Stellt euch vor, das geilste Triebwerk im ganzen Maybach-Regal steht direkt vor euch – und ihr dürft es nicht mal dann bestellen, wenn ihr Kohle im Überfluss hättet. Genau das ist gerade die bittere Wahrheit für uns hier in Deutschland. Wir haben uns den Zwölfzylinder trotzdem ganz genau angeschaut, und ehrlich: Der Frust danach war nochmal größer.
Ein Motor, den es bei uns nicht mehr gibt
Der V12 im Maybach S 680 ist in Europa Geschichte. Die neuen Euro-7-Regeln haben ihm hierzulande den Stecker gezogen, übrig bleibt nur noch der V8 mit Mildhybrid-Unterstützung. Einzige Ausnahme: der gepanzerte S 680 Guard, in dem der Zwölfender als Kraftreserve weiterlebt.
In den USA dagegen läuft der Biturbo einfach weiter vom Band, und genau da durften wir ihn erleben. 5,98 Liter Hubraum, zwölf Zylinder, zwei Turbolader – so muss ein Krawallmacher fürs Chefzimmer aussehen, auch wenn der hier eher leise Töne anschlägt.
612 PS, 900 Nm – die Zahlen, die zählen
Klar, Mercedes wird nicht müde zu erzählen, dass der V8-Hybrid mit identischen 612 PS sogar spritziger unterwegs ist als der Zwölfzylinder. Mag technisch stimmen. Trotzdem: 900 Newtonmeter aus einem V12 fühlen sich einfach anders an als aus acht Töpfen.
Bis zu 250 km/h Spitze, 4,5 Sekunden auf Tempo 100 – bei fast 2,25 Tonnen Kampfgewicht sind das Werte, die die Physik ziemlich dreist ignorieren. Der Allradantrieb und die 9G-Tronic schicken die Kraft so geschmeidig auf die Straße, dass man den Ernst der Lage im Innenraum kaum mitbekommt. Ein echtes Monster im Schafspelz, dieser Bolide.
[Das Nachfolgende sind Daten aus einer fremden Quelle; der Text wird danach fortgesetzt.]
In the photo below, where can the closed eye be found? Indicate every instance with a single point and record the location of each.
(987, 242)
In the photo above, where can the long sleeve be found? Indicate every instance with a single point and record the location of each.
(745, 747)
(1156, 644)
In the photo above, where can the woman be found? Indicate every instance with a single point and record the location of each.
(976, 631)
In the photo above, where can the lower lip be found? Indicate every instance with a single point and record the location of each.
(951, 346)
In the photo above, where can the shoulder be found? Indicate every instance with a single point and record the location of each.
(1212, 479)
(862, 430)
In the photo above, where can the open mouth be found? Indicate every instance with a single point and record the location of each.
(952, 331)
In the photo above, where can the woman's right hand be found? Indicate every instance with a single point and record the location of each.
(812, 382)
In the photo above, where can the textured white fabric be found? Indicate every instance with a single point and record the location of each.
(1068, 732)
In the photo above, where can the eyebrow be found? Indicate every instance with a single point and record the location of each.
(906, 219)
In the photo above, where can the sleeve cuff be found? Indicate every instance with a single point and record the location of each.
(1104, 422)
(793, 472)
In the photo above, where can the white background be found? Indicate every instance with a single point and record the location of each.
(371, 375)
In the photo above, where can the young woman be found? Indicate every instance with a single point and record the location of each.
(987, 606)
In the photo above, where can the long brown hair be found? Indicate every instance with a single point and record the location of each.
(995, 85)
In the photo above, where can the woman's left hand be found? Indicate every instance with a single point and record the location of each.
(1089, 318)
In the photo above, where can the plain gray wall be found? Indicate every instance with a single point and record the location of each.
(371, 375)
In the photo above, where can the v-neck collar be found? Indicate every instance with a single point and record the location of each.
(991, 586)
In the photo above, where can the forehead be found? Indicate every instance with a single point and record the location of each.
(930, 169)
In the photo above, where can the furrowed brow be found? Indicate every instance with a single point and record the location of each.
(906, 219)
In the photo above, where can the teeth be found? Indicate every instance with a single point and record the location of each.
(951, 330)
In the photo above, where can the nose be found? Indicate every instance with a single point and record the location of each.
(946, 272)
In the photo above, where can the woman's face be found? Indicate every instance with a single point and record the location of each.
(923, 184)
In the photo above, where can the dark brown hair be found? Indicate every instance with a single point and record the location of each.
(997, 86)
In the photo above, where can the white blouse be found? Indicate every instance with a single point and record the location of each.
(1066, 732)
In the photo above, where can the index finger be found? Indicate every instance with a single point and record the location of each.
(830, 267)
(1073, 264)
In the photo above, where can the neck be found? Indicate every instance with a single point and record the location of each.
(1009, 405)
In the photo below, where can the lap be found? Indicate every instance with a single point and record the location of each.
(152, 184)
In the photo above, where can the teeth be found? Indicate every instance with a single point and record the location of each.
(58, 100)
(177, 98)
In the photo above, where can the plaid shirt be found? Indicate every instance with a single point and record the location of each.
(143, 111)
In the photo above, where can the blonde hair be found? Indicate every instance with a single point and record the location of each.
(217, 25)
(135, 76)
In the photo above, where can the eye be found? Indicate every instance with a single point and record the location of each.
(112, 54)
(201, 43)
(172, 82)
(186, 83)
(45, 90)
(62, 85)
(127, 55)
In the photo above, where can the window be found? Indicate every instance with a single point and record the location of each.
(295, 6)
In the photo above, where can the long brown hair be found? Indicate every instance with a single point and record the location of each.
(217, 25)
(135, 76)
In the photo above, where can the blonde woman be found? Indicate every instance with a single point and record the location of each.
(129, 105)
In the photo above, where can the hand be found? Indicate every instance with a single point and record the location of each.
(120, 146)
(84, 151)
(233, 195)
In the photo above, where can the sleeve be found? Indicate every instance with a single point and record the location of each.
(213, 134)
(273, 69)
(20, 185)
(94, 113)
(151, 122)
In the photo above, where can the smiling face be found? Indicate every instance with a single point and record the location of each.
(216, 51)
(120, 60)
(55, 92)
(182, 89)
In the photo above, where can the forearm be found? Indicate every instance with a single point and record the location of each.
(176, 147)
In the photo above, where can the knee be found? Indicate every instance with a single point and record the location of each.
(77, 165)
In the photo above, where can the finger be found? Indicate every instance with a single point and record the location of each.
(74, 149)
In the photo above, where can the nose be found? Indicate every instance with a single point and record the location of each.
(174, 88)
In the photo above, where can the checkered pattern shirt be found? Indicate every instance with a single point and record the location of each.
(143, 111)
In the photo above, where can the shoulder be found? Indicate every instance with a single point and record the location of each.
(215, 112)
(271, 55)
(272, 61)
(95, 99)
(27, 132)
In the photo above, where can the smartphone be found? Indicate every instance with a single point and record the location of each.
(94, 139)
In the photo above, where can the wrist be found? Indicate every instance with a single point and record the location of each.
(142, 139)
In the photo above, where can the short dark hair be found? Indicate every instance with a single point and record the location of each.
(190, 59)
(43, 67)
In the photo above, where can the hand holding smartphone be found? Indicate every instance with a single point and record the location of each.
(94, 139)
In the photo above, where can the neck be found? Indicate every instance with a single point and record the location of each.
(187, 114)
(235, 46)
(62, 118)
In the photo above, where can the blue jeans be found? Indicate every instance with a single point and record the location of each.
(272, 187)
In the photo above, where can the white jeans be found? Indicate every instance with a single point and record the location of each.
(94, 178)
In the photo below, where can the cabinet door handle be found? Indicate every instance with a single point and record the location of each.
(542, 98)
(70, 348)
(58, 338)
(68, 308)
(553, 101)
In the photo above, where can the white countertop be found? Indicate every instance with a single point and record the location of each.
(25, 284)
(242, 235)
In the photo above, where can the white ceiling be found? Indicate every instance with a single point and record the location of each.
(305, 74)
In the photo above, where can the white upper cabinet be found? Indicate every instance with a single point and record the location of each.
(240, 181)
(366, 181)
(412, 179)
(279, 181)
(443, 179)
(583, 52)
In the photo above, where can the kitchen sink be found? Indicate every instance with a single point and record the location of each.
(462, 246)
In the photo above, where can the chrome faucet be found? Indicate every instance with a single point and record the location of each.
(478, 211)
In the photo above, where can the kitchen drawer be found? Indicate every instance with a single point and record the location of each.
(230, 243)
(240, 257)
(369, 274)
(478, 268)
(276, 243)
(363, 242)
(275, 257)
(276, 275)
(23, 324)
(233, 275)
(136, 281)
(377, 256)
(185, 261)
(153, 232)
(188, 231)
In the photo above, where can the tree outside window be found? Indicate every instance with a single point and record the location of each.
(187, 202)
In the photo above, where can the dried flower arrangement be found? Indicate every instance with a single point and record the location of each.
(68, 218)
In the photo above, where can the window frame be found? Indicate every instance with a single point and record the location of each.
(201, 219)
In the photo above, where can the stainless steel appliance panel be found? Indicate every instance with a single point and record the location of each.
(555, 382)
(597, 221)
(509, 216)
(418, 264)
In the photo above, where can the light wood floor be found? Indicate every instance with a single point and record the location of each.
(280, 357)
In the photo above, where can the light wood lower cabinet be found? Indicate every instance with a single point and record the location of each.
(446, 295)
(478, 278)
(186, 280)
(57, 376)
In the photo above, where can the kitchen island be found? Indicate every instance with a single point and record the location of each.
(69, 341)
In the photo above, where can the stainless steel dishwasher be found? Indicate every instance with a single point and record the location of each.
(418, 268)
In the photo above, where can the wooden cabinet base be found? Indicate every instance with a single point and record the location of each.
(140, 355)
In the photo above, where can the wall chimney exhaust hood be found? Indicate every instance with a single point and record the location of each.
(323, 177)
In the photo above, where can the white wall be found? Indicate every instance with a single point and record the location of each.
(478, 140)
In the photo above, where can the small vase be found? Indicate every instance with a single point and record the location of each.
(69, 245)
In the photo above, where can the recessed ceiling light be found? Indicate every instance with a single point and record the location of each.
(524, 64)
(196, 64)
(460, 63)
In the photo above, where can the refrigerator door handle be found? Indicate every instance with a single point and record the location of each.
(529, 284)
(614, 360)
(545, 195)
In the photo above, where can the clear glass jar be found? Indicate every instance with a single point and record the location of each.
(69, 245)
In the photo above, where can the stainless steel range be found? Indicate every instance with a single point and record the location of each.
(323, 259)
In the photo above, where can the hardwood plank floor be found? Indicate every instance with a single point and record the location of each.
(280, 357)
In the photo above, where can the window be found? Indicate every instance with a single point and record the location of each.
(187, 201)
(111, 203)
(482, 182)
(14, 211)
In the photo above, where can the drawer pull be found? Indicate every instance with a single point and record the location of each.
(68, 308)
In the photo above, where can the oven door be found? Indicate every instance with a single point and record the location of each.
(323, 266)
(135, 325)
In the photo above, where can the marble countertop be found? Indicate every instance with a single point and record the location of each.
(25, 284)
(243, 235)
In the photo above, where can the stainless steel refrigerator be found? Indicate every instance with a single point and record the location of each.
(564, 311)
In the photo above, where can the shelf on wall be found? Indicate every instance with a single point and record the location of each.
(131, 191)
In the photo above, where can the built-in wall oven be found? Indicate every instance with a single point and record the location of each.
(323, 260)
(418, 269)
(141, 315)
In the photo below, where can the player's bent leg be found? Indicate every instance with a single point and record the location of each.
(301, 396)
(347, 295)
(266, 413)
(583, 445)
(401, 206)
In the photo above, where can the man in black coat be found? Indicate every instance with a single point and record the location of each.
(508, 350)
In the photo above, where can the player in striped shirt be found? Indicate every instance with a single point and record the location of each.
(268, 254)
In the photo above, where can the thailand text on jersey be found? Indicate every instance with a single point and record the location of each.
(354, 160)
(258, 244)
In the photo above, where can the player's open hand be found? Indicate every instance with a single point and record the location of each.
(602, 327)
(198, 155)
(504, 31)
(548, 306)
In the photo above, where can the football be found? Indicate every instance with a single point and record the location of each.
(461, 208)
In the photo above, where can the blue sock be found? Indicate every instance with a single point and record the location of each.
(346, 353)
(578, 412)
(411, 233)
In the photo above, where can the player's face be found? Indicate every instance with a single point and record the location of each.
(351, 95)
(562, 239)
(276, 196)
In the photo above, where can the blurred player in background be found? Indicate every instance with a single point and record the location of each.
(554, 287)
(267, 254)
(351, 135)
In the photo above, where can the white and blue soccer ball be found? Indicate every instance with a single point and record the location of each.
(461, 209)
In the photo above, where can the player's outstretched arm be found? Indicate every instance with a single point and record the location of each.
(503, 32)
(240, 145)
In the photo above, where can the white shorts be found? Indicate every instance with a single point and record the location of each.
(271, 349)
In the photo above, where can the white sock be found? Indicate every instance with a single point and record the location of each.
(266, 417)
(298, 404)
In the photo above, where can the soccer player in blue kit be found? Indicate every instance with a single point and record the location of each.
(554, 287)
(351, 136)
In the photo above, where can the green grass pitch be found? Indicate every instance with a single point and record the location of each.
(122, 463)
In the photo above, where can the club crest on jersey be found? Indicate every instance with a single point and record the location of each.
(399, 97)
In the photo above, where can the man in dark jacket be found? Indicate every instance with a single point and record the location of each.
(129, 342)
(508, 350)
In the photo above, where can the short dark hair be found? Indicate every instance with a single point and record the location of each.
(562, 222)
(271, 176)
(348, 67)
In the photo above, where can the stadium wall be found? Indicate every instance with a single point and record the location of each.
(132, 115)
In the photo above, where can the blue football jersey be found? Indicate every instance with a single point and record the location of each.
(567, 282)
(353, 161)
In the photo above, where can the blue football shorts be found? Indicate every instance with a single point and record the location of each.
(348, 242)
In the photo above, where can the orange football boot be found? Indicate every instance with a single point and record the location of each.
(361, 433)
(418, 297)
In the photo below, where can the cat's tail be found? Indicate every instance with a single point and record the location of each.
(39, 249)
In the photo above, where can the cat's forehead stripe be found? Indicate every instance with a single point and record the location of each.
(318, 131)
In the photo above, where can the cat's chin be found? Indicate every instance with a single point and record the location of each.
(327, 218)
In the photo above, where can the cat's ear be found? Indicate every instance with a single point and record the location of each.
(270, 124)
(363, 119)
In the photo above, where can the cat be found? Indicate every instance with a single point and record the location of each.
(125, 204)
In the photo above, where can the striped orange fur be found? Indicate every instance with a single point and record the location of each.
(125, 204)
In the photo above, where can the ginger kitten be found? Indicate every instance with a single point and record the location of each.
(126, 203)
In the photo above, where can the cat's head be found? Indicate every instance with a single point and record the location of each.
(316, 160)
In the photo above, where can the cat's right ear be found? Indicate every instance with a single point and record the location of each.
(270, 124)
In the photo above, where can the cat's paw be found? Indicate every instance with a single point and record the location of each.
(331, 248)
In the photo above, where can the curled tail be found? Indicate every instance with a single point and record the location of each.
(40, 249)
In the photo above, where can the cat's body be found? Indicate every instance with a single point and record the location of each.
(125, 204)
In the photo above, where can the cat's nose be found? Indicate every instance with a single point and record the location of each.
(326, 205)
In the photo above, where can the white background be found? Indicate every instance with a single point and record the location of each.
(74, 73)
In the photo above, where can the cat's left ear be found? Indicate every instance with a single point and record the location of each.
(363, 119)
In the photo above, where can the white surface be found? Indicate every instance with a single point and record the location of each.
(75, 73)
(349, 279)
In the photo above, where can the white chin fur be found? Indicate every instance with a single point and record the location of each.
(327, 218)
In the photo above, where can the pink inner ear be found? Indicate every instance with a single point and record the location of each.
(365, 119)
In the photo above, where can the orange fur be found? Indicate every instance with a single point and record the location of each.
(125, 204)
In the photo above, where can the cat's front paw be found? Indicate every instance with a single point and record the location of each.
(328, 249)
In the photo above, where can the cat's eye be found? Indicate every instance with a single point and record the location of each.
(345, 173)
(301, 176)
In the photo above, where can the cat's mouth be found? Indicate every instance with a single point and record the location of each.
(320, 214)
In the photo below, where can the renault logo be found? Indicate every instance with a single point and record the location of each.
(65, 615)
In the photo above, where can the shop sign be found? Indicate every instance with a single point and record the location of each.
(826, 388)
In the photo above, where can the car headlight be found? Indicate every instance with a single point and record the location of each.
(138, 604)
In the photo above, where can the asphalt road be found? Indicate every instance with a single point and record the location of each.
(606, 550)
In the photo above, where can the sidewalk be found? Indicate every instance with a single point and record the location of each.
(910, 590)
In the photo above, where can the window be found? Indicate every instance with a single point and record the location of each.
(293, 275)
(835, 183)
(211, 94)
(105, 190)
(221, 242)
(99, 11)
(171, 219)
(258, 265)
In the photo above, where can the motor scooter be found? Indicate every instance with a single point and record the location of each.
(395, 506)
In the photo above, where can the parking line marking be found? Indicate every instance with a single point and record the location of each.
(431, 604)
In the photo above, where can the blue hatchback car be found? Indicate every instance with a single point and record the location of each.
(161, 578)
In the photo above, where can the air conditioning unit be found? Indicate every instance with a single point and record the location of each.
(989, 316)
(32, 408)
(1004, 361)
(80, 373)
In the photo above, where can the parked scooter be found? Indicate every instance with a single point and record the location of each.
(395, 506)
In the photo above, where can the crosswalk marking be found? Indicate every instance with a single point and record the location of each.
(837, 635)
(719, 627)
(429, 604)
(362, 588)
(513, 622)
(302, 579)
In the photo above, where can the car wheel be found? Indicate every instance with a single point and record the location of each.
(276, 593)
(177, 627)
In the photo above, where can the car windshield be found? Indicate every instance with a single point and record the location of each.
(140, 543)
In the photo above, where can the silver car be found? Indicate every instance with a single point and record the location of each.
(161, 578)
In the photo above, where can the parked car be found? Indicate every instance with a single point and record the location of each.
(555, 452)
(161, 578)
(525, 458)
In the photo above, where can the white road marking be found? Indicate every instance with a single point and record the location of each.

Optik mit Rosègold und XXL-Grill
Von außen zeigt der V12 seine Extraklasse ziemlich dezent, aber wer hinschaut, sieht’s sofort. In den Scheinwerfern blitzt ein Hauch Rosègold, der Kühlergrill fällt gut 20 Prozent größer aus als bisher, und der Rahmen lässt sich mystisch beleuchten. Am Heck sitzt zusätzlich ein feines V12-Signet – bei uns in Europa sucht man das vergeblich.
Innen geht die Post erst richtig ab: Das Manufakturprogramm „made to measure“ macht so ziemlich alles möglich, was gegen Aufpreis geht. Bestickte Kissen, ein eigener Humidor, Lederfarben für Dach und Sitze nach Wunsch – hier wird aus einer Limousine ein rollendes Statement. Der 3,40 Meter lange Radstand schenkt der Fondsitzbank auf Knopfdruck Liegefunktion, inklusive Wadenmassage und Rückenkneten. Ab dafür!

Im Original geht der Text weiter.